- Front art of the Spectrum cassette inlay
- Developer: Games Workshop
- Publisher: Games Workshop
- Platforms: ZX Spectrum, Commodore 64
- Release: 1984

= Tower of Despair =

1984 text adventure video game

Tower of Despair is a video game published in 1984 by Games Workshop for the ZX Spectrum. A Commodore 64 version was also released.

==Plot==
In a text-only adventure, Malnor the Demonlord of Darkness has returned to the Tower of Despair with the powerful and malicious Ring of Skulls.

==Reception==
Roger Kean previewed Tower of Despair in Crash #9 (October 1984), saying it has "one of the most beautiful specially generated character sets yet seen on the Spectrum" noting that "the location descriptions and set pieces are atmospheric and designed to drag you screaming into the adventure".
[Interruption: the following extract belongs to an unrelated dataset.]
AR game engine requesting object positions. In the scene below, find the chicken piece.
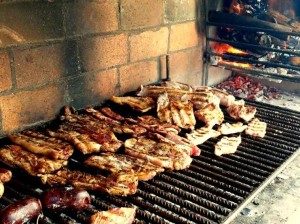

Kevin Westbury reviewed Tower of Despair for White Dwarf #60, giving it an overall rating of 9 out of 10, and stated that "you will find yourself smiling knowingly when you finally get a particularly tricky section right – only to loose it again when you get stuck in the next bit! There's going to be a lot of sleep lost over this one!"

Home Computing Weekly described the game as "Different and challenging, though not perhaps an adventure for first timers."

Personal Computer Games remarked: "Tower of Despair is a gripping adventure, deserving a place in any fantasy fan's collection".